I talked about a version of this paper/project at SSSP in Montreal and I’ve got a related draft paper under review – some links, including references:
The presentation slides: Rumor Studies, Post-Truth, and Fake Everything
The draft paper:
Far from Idle, but Far from Clear: Understanding the state of Rumor Studies in a hyper-subjective time (draft journal article version)
Excerpt: Some basic data on lack of overlap between stochastic rumor literature and social science rumor literature:
Rumor Contagion Models [SEC]: A Parallel Universe of Scholarship
Daley and Kendall’s “Stochastic Rumours” article (1965), appearing in Journal of the Institute of Mathematics and its Applications proposed a simulation model of rumor spreading, that used a stochastic model (DK) to mimic rumor spread. Treating the spread of rumor as similar to that of disease is partially useful to SSRS [Social Science Rumor Studies], setting some formal baselines that we have tended only to observe in retrospect. In the DK model nodes are designated as ignorant/naïve (haven’t heard the rumor), spreading (actively disseminating), and stifling (heard it but did not pass it on). The MT, or Maki-Thompson model (1973) introduces phases and can manipulate assumptions about how naïve and spreading nodes respond if the simulation is run in steps. They model variables like time lag, memory decay, intensity of belief, distribution of skepticism, and so forth. Hayes (1993) provides the simplest description of both models: spreaders lose interest in dissemination when they encounter other spreaders as it is “no fun” to continue dissemination in that direction; stiflers fail to disseminate regardless of belief status.

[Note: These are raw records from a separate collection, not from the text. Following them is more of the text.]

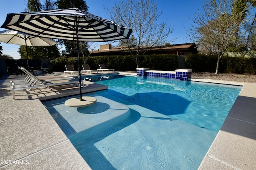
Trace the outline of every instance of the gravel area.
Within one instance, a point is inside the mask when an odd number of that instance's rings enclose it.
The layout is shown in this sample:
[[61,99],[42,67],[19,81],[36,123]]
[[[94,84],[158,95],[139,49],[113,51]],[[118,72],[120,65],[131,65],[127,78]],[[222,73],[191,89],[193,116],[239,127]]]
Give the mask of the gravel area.
[[247,74],[192,72],[192,78],[256,83],[256,75]]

SSRS developed, it appears, with near complete autonomy from SEC and vice versa. I examined the 279 citations of Daley and Kendall’s original 1965 article recorded by Google Scholar as of January 9, 2017. SEC is a small scholarly world, too, much like SSRS. Only 16 citations came from social science journals, and of these 16, 7 came from either the Journal of Mathematical Sociology or Mathematical Social Science. 5 came from economics journals. I found one each in Social Science and Medicine, Social Networks, Socio-Economic Planning Sciences, and Perspectives in Urban Geography … and none of these last four, nor the 5 in economics, were about rumors, though they were about information, sentiment, or narratives. It was the 7 quantitative journals that displayed interest in DK as a part of studying simulated rumor processes.
 Now called IMA Journal of Applied Mathematics
 MT introduced the non-proximal random spreader (Hayes, 1993) mimicking the multi-nodal origin of most rumors.